If the joint venture is formed in a BV or NV, the joint venture agreement provides that it will last as long as the shareholders are shareholders of the company. The agreements included in the joint venture agreement that relate to the aspects of exit, drag along and tag along then determine whether, and in what way, the JV partners can terminate the JV. Finally, under certain circumstances, the shareholders may decide to liquidate the JV. Depending on the relationship of control in the company and the position of the shareholders therein, it will have to be determined by agreement to what extent the various termination options can actually be used.
Deadlock
It may be the case that a joint venture is formed in a BV or NV where the shareholders both own 50% of the shares. This can result in voting being suspended because one half wants option A and the other half wants option B. Such a situation is called a deadlock situation.
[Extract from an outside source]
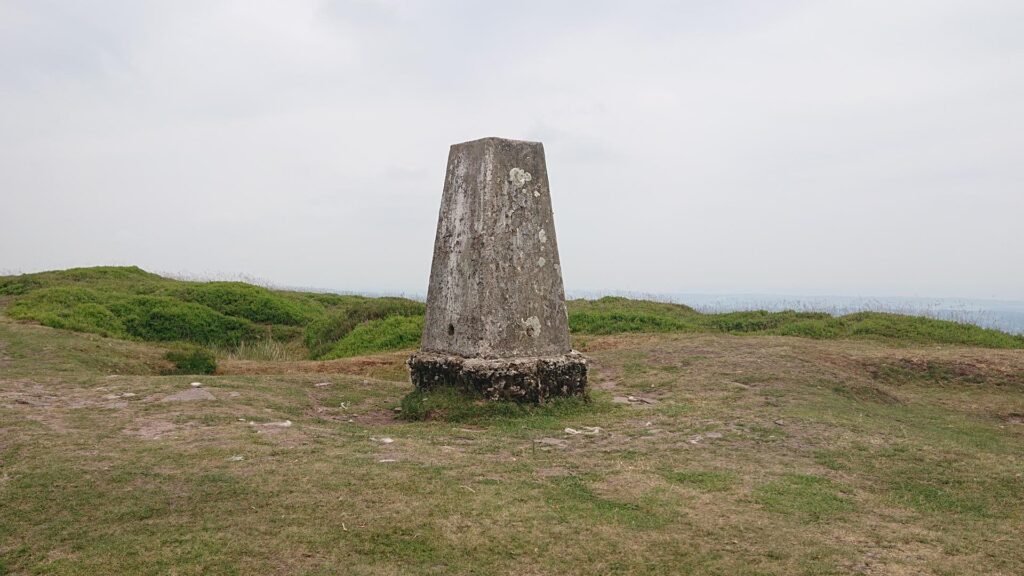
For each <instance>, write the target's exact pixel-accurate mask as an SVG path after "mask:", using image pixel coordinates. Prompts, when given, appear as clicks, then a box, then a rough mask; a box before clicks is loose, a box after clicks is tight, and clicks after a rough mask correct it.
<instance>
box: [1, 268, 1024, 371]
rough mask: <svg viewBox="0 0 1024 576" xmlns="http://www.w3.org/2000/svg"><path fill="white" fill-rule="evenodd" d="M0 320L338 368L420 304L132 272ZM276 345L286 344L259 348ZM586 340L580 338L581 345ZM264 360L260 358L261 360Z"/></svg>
mask: <svg viewBox="0 0 1024 576" xmlns="http://www.w3.org/2000/svg"><path fill="white" fill-rule="evenodd" d="M0 296H2V297H5V299H8V300H9V301H10V303H9V305H8V306H7V308H6V314H7V315H8V316H9V317H11V318H14V319H17V320H24V321H34V322H38V323H40V324H43V325H44V326H49V327H52V328H62V329H67V330H74V331H79V332H90V333H94V334H99V335H101V336H108V337H112V338H121V339H134V340H144V341H165V342H174V341H187V342H193V343H199V344H203V345H207V346H209V347H210V348H211V349H214V351H215V352H217V353H218V354H220V355H221V356H230V355H234V356H236V357H238V353H237V351H240V349H241V351H243V353H244V354H243V355H249V356H251V357H253V358H256V357H255V356H252V355H253V354H255V353H256V351H262V352H263V353H267V354H269V353H270V352H272V351H273V349H276V351H278V352H282V353H284V352H287V358H288V359H294V358H295V357H303V358H308V359H313V360H327V359H336V358H346V357H352V356H357V355H361V354H370V353H374V352H384V351H390V349H400V348H414V347H416V346H418V345H419V337H420V333H421V332H422V323H423V314H424V305H423V303H422V302H418V301H415V300H411V299H408V298H394V297H383V298H369V297H365V296H347V295H340V294H318V293H307V292H295V291H284V290H269V289H266V288H262V287H259V286H253V285H249V284H244V283H241V282H208V283H202V282H184V281H179V280H173V279H169V278H163V277H160V276H157V275H155V274H151V273H147V272H144V271H142V270H140V269H138V268H134V266H125V268H91V269H73V270H68V271H54V272H45V273H39V274H31V275H22V276H11V277H0ZM567 305H568V315H569V328H570V330H571V332H572V333H573V334H574V335H575V336H577V337H578V338H580V337H584V336H589V335H608V334H623V333H727V334H737V335H738V334H752V335H782V336H798V337H804V338H812V339H822V340H834V339H868V340H877V341H883V342H887V343H889V344H894V345H908V344H962V345H974V346H984V347H993V348H1024V336H1020V335H1012V334H1007V333H1005V332H999V331H997V330H991V329H985V328H980V327H977V326H973V325H970V324H961V323H955V322H949V321H944V320H933V319H929V318H921V317H913V316H902V315H895V314H886V313H857V314H851V315H846V316H841V317H833V316H829V315H827V314H823V313H806V312H792V311H786V312H765V311H748V312H731V313H722V314H703V313H699V312H697V311H694V310H693V308H691V307H689V306H686V305H682V304H674V303H666V302H653V301H647V300H633V299H628V298H622V297H612V296H608V297H604V298H599V299H596V300H571V301H569V302H568V303H567ZM266 341H273V342H280V343H281V344H282V345H280V346H274V345H272V344H267V345H264V344H260V343H259V342H266ZM581 342H583V340H581ZM262 358H264V359H269V358H268V357H266V356H265V355H264V356H263V357H262Z"/></svg>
In order to avoid deadlocks, it is very important to regulate in the joint venture agreement how deadlock situations are resolved; deadlock situations can be resolved by making use of so-called escalation arrangements.
The end of the Joint Venture Agreement
As mentioned above, the joint venture partners can agree that the joint venture will be liquidated at a certain point in time, for example when the cooperation objectives have been achieved and economies of scale no longer arise from the joint venture. A share transfer will then have to take place. The difficult aspect of a share transfer is the valuation of the shares. Discussions about the valuation of shares can already be curtailed at the time the joint venture agreement is drawn up. There are a number of techniques (blown over from the US) with which such discussions can be resolved:
- Russian roulette: if the joint venture agreement states that the Russian roulette technique will be used, one of the shareholders makes an offer. The other shareholder can then choose (i) to buy the bidding shareholder's shares at the bid price or (ii) to sell his own shares at the bid price. According to literature, this technique provides a reasonable price because a bidder does not know whether to buy or sell. As a result, he will not bet too low but certainly not too high.
- Texas shoot-out: the Texas shoot-out is a bidding procedure in which one shareholder makes a bid and the other shareholder (i) accepts this bid or (ii) rejects it and makes a counter-bid. This process continues until one of the shareholders accepts a bid. The risk of this technique is that the shares will eventually be sold for too low or too high a valuation. This has to do with the fact that some shareholders will soon accept a certain bid because they are afraid that otherwise they will have to pay a very high price or precisely because you are dealing with stubborn shareholders who repeatedly refuse the bid because they want the highest possible price.
- Mexican shoot-out: at the Dutch auction, bids are made with a 'closed envelope'. Both shareholders make a bid for the shares of the other at an independent third party; the shareholder who bids the highest is ultimately entitled to the share package. He will pay the price he has bid himself. A variant of this technique is the Dutch-auction in which the shares are sold to the highest bidder at the price offered by the other. The Dutch-auction prevents the situation in which one shareholder deliberately (disproportionately) bets low.
In short, a joint venture or cooperation can lead to large (scale) advantages but also to major conflicts because conflicts can arise between the (selfish) shareholders. At the start of the cooperation, worst-case scenarios will often not be considered, whereas it is wise to think about this at the start of the cooperation. This makes the final settlement of future conflicts easier.